According to the 36-page opinion in , veteran hedge fund executives Peter McConnon and Timothy Lyons met Crombie in early 2010 and were impressed by his proprietary futures trading software, which had purportedly generated annual returns as high as 38 percent in past years. They put up over $1 million and founded Paron with Crombie in June 2010, but not without performing due diligence. They hired Kroll Inc. to dig into Crombie’s background, and when they began marketing Paron’s services, they engaged the national accounting firm Rothstein Kass & Co. to verify Crombie’s track record through third-party brokers. Paron included Rothstein’s verifications in the marketing materials that it sent out to more than 100 client contacts provided by McConnon and Lyons. But by March 2011, the opinion states, the verifications turned out to be worthless, Crombie and his quant-based trading system were revealed as a fraud, and McConnon and Lyons’ credibility with investors suffered a catastrophic blow.
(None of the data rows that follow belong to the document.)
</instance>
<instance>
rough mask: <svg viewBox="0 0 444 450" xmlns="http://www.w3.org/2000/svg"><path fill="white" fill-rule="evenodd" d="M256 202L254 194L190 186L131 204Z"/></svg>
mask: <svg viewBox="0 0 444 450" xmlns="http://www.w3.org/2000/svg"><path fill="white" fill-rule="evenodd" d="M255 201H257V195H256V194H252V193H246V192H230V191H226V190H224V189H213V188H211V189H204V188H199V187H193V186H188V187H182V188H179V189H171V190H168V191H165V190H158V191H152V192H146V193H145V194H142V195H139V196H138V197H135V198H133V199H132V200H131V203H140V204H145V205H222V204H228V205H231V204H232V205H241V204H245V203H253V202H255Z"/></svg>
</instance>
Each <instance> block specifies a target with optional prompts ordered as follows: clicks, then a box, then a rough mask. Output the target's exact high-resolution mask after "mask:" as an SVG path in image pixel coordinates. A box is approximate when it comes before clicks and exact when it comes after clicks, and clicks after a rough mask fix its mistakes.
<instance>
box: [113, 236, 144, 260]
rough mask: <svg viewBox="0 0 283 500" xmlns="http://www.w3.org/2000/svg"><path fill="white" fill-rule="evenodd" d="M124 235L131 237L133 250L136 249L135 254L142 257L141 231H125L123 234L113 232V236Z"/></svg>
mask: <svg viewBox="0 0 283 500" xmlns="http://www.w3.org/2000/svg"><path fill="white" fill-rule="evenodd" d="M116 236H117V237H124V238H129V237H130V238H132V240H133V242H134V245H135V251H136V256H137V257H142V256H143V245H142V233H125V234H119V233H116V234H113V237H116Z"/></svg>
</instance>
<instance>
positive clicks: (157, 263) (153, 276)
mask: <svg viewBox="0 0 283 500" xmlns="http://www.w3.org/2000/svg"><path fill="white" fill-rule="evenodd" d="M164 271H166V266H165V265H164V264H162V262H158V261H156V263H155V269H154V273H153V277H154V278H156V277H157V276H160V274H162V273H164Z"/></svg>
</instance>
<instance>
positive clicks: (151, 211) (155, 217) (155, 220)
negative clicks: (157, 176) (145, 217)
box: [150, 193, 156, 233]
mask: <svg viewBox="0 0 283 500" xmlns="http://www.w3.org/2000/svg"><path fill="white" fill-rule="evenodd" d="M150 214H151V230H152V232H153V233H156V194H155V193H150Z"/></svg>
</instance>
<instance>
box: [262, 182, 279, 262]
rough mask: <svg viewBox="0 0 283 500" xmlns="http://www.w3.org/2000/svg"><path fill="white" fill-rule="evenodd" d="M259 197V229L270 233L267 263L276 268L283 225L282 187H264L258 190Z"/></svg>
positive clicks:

Crombie had provided both Rothstein and another accounting firm, Yulish & Associates, with forged account statements; according to McConnon and Lyons, the accounting firms never carried out the independent verifications they were charged with performing. Crombie also never told his partners about at least one previous fraud suit brought against him by an investor. Kroll missed it because it was filed about a week after its background check.

Parsons concluded that Crombie was on the hook for more than $35.5 million in damages, mostly in the form of McConnon and Lyons’ lost future earnings. McConnon, who was a principal of a multibillion-dollar London hedge fund before launching Paron, was granted a $33.7 million share of the award.